The following time dependence of coordinates can describe a uniform circular motion (center at the origin of the coordinates): $$ \begin{align} x(t) &= R \cos( \omega t)\\ y(t) &= R \sin( \omega t).\tag{1} \end{align} $$ The resulting components of the velocity are: $$ \begin{align} v_x(t) &= -R \omega \sin( \omega t)\\ v_y(t) &= ~~R \omega\cos( \omega t). \end{align} $$ Let's consider the average acceleration between time $t$ and time $t+\Delta t$: $$ \begin{align} a^{(m)}_x(t,\Delta t) &= -R \omega \frac{\left[ \sin( \omega (t+\Delta t)) - \sin( \omega t) \right]}{\Delta t}\\ a^{(m)}_y(t,\Delta t) &= ~~R \omega \frac{ \left[ \cos( \omega (t+\Delta t)) - \cos( \omega t) \right]}{\Delta t}.\tag{2} \end{align} $$ For any finite $\Delta t$, it is evident that the terms in the square brackets of equations $(2)$ are not proportional to $\cos(\omega t)$ and $\sin(\omega t)$ respectively. If this would be the case, the direction of the average acceleration would coincide with the radial direction. What we find if we use a Taylor expansion around $t$ of the function evaluated at $t+\Delta t)$, (including the second order in $\Delta t$) is: $$ \begin{align} \frac{\left[ \sin( \omega (t+\Delta t)) - \sin( \omega t) \right]}{\Delta t} &=\omega \cos (\omega t)+ O(\Delta t)\\ \frac{ \left[ \cos( \omega (t+\Delta t)) - \cos( \omega t) \right]}{\Delta t}&=-\omega \sin(\omega t)+O(\Delta t).\tag{3} \end{align} $$

Therefore, although for any finite $\Delta t$, the direction of the average acceleration is not radial, in the limit $\Delta t \rightarrow 0$, necessary to find the instantaneous acceleration, it becomes radial.

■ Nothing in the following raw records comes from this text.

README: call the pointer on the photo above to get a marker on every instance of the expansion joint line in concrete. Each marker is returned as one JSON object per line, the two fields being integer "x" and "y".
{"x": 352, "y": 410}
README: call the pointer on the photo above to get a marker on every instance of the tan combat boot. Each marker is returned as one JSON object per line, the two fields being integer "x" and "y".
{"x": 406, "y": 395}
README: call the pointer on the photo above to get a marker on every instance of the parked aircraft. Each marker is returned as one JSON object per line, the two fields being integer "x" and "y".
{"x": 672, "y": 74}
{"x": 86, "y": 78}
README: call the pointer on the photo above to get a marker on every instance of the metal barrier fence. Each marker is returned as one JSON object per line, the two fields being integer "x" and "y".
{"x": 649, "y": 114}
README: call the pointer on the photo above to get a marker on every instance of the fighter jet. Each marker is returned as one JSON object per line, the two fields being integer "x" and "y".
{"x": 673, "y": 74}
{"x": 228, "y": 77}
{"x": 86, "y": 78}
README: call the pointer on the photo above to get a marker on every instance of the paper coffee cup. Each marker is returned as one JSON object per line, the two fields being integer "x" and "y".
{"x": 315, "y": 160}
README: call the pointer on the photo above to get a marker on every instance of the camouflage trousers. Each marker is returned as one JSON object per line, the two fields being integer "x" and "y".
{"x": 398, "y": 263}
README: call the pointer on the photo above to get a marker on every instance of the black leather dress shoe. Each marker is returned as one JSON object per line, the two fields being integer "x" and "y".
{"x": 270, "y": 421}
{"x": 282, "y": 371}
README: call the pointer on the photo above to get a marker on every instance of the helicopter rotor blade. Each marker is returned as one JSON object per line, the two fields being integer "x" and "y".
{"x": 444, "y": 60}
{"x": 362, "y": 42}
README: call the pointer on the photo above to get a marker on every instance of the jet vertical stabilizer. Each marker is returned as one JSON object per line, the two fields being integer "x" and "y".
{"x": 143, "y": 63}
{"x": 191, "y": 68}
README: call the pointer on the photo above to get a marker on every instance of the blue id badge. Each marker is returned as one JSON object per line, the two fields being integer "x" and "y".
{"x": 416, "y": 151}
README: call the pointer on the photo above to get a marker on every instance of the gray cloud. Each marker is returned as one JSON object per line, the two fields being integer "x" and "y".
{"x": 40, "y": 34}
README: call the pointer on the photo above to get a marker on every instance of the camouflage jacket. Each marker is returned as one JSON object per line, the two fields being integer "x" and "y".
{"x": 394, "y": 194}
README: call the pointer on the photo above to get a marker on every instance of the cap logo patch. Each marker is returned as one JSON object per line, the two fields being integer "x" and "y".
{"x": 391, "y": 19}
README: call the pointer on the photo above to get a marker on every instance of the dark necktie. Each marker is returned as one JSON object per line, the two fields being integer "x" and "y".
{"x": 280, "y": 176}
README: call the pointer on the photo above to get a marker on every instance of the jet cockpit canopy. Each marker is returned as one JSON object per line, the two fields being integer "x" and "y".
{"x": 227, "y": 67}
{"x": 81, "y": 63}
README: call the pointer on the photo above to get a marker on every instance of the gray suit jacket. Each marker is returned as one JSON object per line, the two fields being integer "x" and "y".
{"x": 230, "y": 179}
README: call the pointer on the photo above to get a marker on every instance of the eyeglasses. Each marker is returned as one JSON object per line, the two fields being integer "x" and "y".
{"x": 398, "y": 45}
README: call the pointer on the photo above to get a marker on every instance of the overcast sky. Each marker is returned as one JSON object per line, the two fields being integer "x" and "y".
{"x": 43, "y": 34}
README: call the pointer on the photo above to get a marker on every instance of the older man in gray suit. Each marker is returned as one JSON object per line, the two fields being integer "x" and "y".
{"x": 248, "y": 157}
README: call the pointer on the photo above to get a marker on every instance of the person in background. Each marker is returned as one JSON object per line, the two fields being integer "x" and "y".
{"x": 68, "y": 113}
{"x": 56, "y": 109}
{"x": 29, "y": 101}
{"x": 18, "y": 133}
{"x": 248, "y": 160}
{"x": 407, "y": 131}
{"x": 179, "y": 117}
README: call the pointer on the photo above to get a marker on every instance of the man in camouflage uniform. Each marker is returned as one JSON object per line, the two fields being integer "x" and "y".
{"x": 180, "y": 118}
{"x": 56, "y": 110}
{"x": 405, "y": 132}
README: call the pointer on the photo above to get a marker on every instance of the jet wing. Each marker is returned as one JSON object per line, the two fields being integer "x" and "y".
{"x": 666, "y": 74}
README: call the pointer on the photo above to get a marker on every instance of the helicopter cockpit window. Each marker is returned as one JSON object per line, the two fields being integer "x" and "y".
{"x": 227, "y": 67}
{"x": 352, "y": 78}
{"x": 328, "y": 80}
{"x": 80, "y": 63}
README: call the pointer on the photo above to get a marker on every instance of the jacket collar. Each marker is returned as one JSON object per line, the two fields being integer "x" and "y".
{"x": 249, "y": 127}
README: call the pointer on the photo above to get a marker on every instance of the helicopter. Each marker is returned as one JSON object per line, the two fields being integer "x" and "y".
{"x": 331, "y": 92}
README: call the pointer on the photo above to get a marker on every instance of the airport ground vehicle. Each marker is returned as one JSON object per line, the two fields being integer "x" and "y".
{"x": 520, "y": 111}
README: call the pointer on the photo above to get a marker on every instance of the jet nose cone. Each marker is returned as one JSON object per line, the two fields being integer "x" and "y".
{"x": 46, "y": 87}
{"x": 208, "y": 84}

A more intuitive picture, also from the geometric point of view, can be obtained by noticing that for every differentiable function $f$: $$ \frac{{\mathrm d}f}{{\mathrm d}t} = \lim_{\Delta t \rightarrow 0} \frac{f(t+\Delta t) - f(t)}{\Delta t} = \lim_{\Delta t \rightarrow 0} \frac{f(t+\Delta t) - f(t-\Delta t)}{2 \Delta t}. \tag{4} $$ Using the second limit in formula ($4$), the so-called symmetric finite difference approximation to the derivative, the analytic value of the average acceleration and the geometric construction shows an average acceleration with a radial direction, even for finite values of $\Delta t$, due to the exact cancelation by the symmetry of the terms with the wrong trigonometric function. Indeed, $$ \begin{align} \frac{\left[ \sin( \omega (t+\Delta t)) - \sin( \omega (t-\Delta t)) \right]}{\Delta t} &=\cos (\omega t) \frac{\sin(\omega \Delta t)}{\Delta t}\\ \frac{ \left[ \cos( \omega (t+\Delta t)) - \cos( \omega (t-\Delta t)) \right]}{\Delta t}&=-\sin (\omega t) \frac{\sin(\omega \Delta t)}{\Delta t}\tag{3} \end{align} $$ for every $\Delta t$ has the radial direction at each time $t$.

In the case of the symmetric finite difference formula, the triangle made by the three vectors ${\bf v}(t+\Delta t)$, ${\bf v}(t-\Delta t)$ and the difference ${\bf v}(t+\Delta t)-{\bf v}(t-\Delta t)$ is again an isosceles triangle, but in this case, neither of the two equal sides coincides with the velocity at the time $t$ and the vector difference is parallel to the radial vector at the time $t$.